RICHLAND, Wash. (AP) — The uncontrolled spread of small amounts of radioactive waste at Hanford after a Nov. 17 windstorm is alarming, the U.S. Environmental Protection Agency said in a letter to the Department of Energy.
The high winds pushed specks of contamination beyond Route 4, a public highway in Richland to the Wye Barricade entrance to Hanford.
The Tri-City Herald (http://bit.ly/1PSexaJ) reported Monday that tests found no contamination remained near the highway. The Department of Energy concluded that workers and the public are not at risk of exposure.
But the EPA said such a spread of contamination "is a matter that is alarming to EPA and requires further investigation and discussion."
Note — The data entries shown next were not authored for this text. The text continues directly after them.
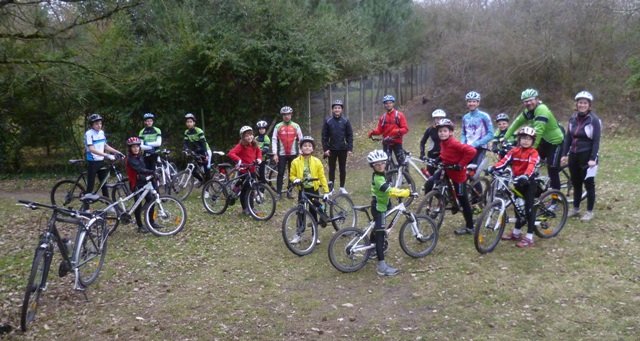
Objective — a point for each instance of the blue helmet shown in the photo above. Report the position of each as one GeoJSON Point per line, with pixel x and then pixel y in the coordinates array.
{"type": "Point", "coordinates": [388, 98]}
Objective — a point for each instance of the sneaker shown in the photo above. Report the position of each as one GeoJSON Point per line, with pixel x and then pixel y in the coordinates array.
{"type": "Point", "coordinates": [587, 216]}
{"type": "Point", "coordinates": [574, 212]}
{"type": "Point", "coordinates": [463, 231]}
{"type": "Point", "coordinates": [512, 236]}
{"type": "Point", "coordinates": [386, 270]}
{"type": "Point", "coordinates": [295, 240]}
{"type": "Point", "coordinates": [525, 243]}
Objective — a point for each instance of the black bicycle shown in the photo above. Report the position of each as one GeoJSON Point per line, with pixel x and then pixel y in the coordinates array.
{"type": "Point", "coordinates": [85, 259]}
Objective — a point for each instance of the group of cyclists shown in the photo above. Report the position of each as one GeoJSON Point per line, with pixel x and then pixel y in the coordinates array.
{"type": "Point", "coordinates": [535, 131]}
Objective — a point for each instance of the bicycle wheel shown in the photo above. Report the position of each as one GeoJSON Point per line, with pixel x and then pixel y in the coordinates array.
{"type": "Point", "coordinates": [299, 231]}
{"type": "Point", "coordinates": [407, 182]}
{"type": "Point", "coordinates": [349, 249]}
{"type": "Point", "coordinates": [342, 208]}
{"type": "Point", "coordinates": [67, 193]}
{"type": "Point", "coordinates": [214, 197]}
{"type": "Point", "coordinates": [182, 185]}
{"type": "Point", "coordinates": [261, 203]}
{"type": "Point", "coordinates": [90, 250]}
{"type": "Point", "coordinates": [419, 240]}
{"type": "Point", "coordinates": [551, 212]}
{"type": "Point", "coordinates": [489, 227]}
{"type": "Point", "coordinates": [165, 218]}
{"type": "Point", "coordinates": [433, 206]}
{"type": "Point", "coordinates": [36, 284]}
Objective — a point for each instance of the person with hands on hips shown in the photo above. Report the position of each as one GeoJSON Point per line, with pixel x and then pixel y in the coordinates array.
{"type": "Point", "coordinates": [523, 160]}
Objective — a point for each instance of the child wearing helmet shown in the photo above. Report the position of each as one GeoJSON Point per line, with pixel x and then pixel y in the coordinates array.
{"type": "Point", "coordinates": [246, 152]}
{"type": "Point", "coordinates": [307, 166]}
{"type": "Point", "coordinates": [431, 136]}
{"type": "Point", "coordinates": [392, 125]}
{"type": "Point", "coordinates": [456, 156]}
{"type": "Point", "coordinates": [381, 191]}
{"type": "Point", "coordinates": [523, 160]}
{"type": "Point", "coordinates": [137, 173]}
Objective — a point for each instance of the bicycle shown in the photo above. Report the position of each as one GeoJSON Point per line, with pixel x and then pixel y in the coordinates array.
{"type": "Point", "coordinates": [85, 261]}
{"type": "Point", "coordinates": [66, 192]}
{"type": "Point", "coordinates": [300, 229]}
{"type": "Point", "coordinates": [350, 248]}
{"type": "Point", "coordinates": [168, 214]}
{"type": "Point", "coordinates": [443, 197]}
{"type": "Point", "coordinates": [550, 209]}
{"type": "Point", "coordinates": [218, 195]}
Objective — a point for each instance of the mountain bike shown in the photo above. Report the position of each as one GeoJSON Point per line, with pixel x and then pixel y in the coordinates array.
{"type": "Point", "coordinates": [300, 229]}
{"type": "Point", "coordinates": [218, 195]}
{"type": "Point", "coordinates": [85, 260]}
{"type": "Point", "coordinates": [350, 248]}
{"type": "Point", "coordinates": [550, 209]}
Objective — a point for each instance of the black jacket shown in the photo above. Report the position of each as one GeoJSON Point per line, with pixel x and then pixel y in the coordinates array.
{"type": "Point", "coordinates": [337, 134]}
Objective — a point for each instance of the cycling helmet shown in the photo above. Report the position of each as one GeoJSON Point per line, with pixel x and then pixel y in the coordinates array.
{"type": "Point", "coordinates": [308, 139]}
{"type": "Point", "coordinates": [245, 129]}
{"type": "Point", "coordinates": [286, 110]}
{"type": "Point", "coordinates": [502, 117]}
{"type": "Point", "coordinates": [445, 122]}
{"type": "Point", "coordinates": [377, 156]}
{"type": "Point", "coordinates": [529, 131]}
{"type": "Point", "coordinates": [438, 113]}
{"type": "Point", "coordinates": [472, 96]}
{"type": "Point", "coordinates": [586, 95]}
{"type": "Point", "coordinates": [388, 98]}
{"type": "Point", "coordinates": [133, 141]}
{"type": "Point", "coordinates": [337, 102]}
{"type": "Point", "coordinates": [95, 117]}
{"type": "Point", "coordinates": [528, 94]}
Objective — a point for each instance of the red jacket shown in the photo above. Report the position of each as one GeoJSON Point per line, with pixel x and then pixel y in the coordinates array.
{"type": "Point", "coordinates": [522, 161]}
{"type": "Point", "coordinates": [454, 152]}
{"type": "Point", "coordinates": [248, 154]}
{"type": "Point", "coordinates": [392, 124]}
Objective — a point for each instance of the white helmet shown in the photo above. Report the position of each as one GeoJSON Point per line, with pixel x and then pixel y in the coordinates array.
{"type": "Point", "coordinates": [472, 96]}
{"type": "Point", "coordinates": [586, 95]}
{"type": "Point", "coordinates": [377, 156]}
{"type": "Point", "coordinates": [438, 113]}
{"type": "Point", "coordinates": [245, 129]}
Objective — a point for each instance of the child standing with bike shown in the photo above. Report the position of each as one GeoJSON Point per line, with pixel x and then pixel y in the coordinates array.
{"type": "Point", "coordinates": [381, 192]}
{"type": "Point", "coordinates": [307, 166]}
{"type": "Point", "coordinates": [137, 173]}
{"type": "Point", "coordinates": [246, 152]}
{"type": "Point", "coordinates": [456, 156]}
{"type": "Point", "coordinates": [523, 160]}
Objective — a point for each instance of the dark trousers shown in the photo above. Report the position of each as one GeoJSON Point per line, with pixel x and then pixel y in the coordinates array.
{"type": "Point", "coordinates": [578, 165]}
{"type": "Point", "coordinates": [341, 157]}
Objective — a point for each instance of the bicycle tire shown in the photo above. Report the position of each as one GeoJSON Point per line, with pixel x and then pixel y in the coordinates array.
{"type": "Point", "coordinates": [433, 206]}
{"type": "Point", "coordinates": [214, 197]}
{"type": "Point", "coordinates": [489, 227]}
{"type": "Point", "coordinates": [182, 185]}
{"type": "Point", "coordinates": [35, 285]}
{"type": "Point", "coordinates": [341, 254]}
{"type": "Point", "coordinates": [90, 251]}
{"type": "Point", "coordinates": [342, 206]}
{"type": "Point", "coordinates": [424, 242]}
{"type": "Point", "coordinates": [169, 216]}
{"type": "Point", "coordinates": [549, 222]}
{"type": "Point", "coordinates": [260, 202]}
{"type": "Point", "coordinates": [295, 223]}
{"type": "Point", "coordinates": [67, 193]}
It has given the Energy Department until the third week of April to prepare a report on its loss of control of radioactive material, and say what actions it plans to prevent a recurrence.
Hanford is located north of Richland, Washington, and for decades made plutonium for nuclear weapons. The site is now engaged in a massive cleanup of the radioactive waste left over from plutonium production.
The Energy Department and its contractor, Washington Closure Hanford, have had problems with previous contamination spread from the 618-10 Burial Ground as early as summer 2014, according to the weekly staff reports of the Defense Nuclear Facilities Safety Board.
In one of the previous incidents, a windstorm spread small pieces of plastic outside the burial ground's boundary fence. The plastic, used to wrap contaminated equipment, can become brittle and break.
Workers at the burial ground near Route 4 have been digging up contaminated debris and drums of waste from trenches to be treated and taken to a lined landfill in central Hanford for disposal. The waste came from research and uranium fuel fabrication work at Hanford before 1964.
On Nov. 17, winds that hit 70 to 75 mph pushed sandy grains of contamination that had spread toward the road and two grains on the east side of the road. Contamination was cleaned up as it was discovered.
Washington Closure Hanford told the EPA on Nov. 24 that all radiological material had been collected.
But on Dec. 11, the state Department of Health conducted a follow-up survey on behalf of EPA and found four specks of contamination that had spread outside of areas of radiological control. Three were on the west side of the highway and one was on the east side.